Spoiler: Alle Menschen sind sterblich.
Hörenswert. Das RF-Album der Woche ist zu hören am Freitag, 31.10.2025 ab 14:06 Uhr, Wiederholung am Donnerstag, 6.11.25 ab 00:00 Uhr.
Einer sagt yes, einer sagt no
Das Beste an Kreisky ist eigentlich das klassische Rock-Line-Up, ein Manifest für den Lärm: Schlagzeug (laut: Klaus Mitter), Bass (auch laut: Helmuth Brossmann), Gitarre (sehr laut: Martin Max Offenhuber), Gesang (episch: Franz Adrian Wenzl aka Austrofred). Kreisky wurden 2005 in Wien gegründet und benannten sich nach dem österreichischen Bundeskanzler Bruno Kreisky – eine ironische Geste, beißend, kritisch, politisch, wie ihr Verhältnis zur österreichischen Gegenwart.
Was Kreisky in ihren bisherigen 20 Jahren in diesem definierten Spielfeld der Kunst mit mittlerweile acht Alben präsentiert, ist nichts Geringeres als die ehrliche, echte und ungeschönte Seele der (österreichischen) Menschheit in all seiner Widersprüchlichkeit, seiner Inkonsequenzen und all seinem Radau. Kreisky seziert Musik und Gesellschaft, treibt sie durch Zynismus, bis sie durch die Liturgie des Lärms vielleicht wieder Mensch wird.

Ich werde es nicht gewesen sein
Der monotone Bass, die minimalistischen sphärischen Synths, dem Austrofred seine dringliche, beschwörende Stimme und die Themen, die so zutiefst menschlich und so zutiefst dreckig und twisted sind. Alles würde perfekt als Soundtrack eines Alpenthrillers oder der klassischen Achziger-Horrorfilmen fungieren. Kreiskys zugespitzter Kunst-Rock, die Bissigkeit der Lyrics, ohne jemals vermessen zu sein und die existenzielle musikalische Inbrunst eröffnen immer wieder Blicke auf das, was man eigentlich lieber nicht sehen möchte. So wie den Untergrund, in dem die meiste Arbeit erledigt wird, damit oben alles gut läuft. Den ganzen Dreck dann doch zu Gesicht zu bekommen, möchte man dann lieber vermeiden.

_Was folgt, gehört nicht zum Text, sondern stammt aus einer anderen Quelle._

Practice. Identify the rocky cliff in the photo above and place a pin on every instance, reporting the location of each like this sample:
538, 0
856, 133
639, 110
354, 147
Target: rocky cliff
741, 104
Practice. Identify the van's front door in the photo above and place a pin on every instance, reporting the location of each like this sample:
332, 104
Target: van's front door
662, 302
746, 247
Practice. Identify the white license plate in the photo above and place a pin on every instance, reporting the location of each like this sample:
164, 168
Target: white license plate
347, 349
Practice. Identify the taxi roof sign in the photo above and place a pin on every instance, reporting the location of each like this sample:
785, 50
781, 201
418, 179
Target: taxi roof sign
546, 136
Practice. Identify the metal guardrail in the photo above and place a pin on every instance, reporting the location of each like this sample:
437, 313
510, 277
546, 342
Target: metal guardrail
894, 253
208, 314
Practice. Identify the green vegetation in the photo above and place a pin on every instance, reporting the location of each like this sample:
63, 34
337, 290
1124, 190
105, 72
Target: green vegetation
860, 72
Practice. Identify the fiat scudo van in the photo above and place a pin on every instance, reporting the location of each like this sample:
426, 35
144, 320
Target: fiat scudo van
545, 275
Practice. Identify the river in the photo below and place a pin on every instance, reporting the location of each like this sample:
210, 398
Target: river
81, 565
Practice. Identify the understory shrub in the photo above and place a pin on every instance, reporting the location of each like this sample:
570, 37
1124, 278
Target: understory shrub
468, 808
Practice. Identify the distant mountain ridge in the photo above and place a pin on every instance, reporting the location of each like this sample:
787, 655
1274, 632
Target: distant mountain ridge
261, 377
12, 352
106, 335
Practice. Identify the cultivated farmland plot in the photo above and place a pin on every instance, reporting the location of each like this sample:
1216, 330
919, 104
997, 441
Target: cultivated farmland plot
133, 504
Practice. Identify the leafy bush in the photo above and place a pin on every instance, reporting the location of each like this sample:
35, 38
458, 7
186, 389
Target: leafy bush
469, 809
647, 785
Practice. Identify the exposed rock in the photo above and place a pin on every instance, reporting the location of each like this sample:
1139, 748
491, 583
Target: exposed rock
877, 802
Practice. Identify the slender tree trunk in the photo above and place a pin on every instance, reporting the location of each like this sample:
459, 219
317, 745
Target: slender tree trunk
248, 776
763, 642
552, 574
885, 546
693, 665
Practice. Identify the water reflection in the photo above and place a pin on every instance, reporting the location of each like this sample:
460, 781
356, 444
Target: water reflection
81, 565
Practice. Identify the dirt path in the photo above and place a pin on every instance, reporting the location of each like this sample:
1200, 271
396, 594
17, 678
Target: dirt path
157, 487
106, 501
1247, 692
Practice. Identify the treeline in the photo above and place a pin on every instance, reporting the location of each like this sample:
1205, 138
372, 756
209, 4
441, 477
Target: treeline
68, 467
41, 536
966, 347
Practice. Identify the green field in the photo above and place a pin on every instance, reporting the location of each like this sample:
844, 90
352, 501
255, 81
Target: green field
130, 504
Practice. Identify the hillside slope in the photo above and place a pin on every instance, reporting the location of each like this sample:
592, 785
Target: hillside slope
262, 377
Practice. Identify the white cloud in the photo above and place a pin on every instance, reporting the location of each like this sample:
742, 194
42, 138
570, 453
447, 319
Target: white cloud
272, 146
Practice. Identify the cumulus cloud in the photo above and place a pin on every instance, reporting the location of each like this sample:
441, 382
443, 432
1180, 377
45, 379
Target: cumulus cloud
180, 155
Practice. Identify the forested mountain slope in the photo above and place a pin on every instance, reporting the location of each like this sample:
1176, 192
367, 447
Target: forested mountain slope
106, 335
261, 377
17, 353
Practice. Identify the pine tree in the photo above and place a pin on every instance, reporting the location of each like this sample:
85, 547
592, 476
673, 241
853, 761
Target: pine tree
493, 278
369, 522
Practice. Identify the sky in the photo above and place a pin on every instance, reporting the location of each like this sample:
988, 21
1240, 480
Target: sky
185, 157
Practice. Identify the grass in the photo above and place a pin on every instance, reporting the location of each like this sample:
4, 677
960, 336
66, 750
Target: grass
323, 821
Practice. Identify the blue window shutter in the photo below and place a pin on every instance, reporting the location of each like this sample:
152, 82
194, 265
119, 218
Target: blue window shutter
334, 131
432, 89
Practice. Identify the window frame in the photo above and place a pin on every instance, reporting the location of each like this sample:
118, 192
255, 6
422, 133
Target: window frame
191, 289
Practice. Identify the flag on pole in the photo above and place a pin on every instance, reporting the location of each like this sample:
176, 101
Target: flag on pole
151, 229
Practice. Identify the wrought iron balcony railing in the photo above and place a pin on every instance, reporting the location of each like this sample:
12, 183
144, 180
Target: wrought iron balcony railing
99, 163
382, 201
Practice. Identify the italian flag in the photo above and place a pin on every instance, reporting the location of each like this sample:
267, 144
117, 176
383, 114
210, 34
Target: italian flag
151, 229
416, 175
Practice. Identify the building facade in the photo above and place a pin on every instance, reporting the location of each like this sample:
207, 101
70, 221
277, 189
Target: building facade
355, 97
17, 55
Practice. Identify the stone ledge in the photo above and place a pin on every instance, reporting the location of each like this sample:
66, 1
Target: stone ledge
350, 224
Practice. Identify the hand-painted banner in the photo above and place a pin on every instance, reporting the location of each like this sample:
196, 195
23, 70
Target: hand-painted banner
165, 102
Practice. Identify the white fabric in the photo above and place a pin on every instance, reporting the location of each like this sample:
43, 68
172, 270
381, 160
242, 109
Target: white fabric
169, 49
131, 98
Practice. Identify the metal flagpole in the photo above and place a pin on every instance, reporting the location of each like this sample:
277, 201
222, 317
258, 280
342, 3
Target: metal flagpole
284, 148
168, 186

Und dann beginnt esmit einem Grollen, so als würde sich etwas unter der Erde zusammenziehen, kurz bevor der Asphalt reißt. Wo andere Bands noch versuchen, Schönheit im Zerfall zu finden, gräbt Kreisky tief und wirft uns das kollektive Unbehagen Schaufel für Schaufel vor die Füße.
Auf „Adieu Unsterblichkeit“ sogar in regelmäßig wechselndem Register; von Wut zu Wehleidigkeit, von Mathrock zu Sixties-Sound, von Pop-Abstraktion zu Eskalation. Wie im richtigen Leben. Nach „Blitz“ (2018) in traditionell rotzigem Bandsound in Richtung Pop und dem optimistischen, knallbuntem und jugendlichem Coming-of-Age-Album „Atlantis“ (2021) ist „Adieu Unsterblichkeit“ die Summe der dunklen Geheimnisse, der Geschichten des Schlechten, den Kipppunkten des Menschlichen. Ein Album wie selbst ein unendlicher Krimi, bei dem man von Anfang an weiß, dass der Mörder nicht gefasst wird.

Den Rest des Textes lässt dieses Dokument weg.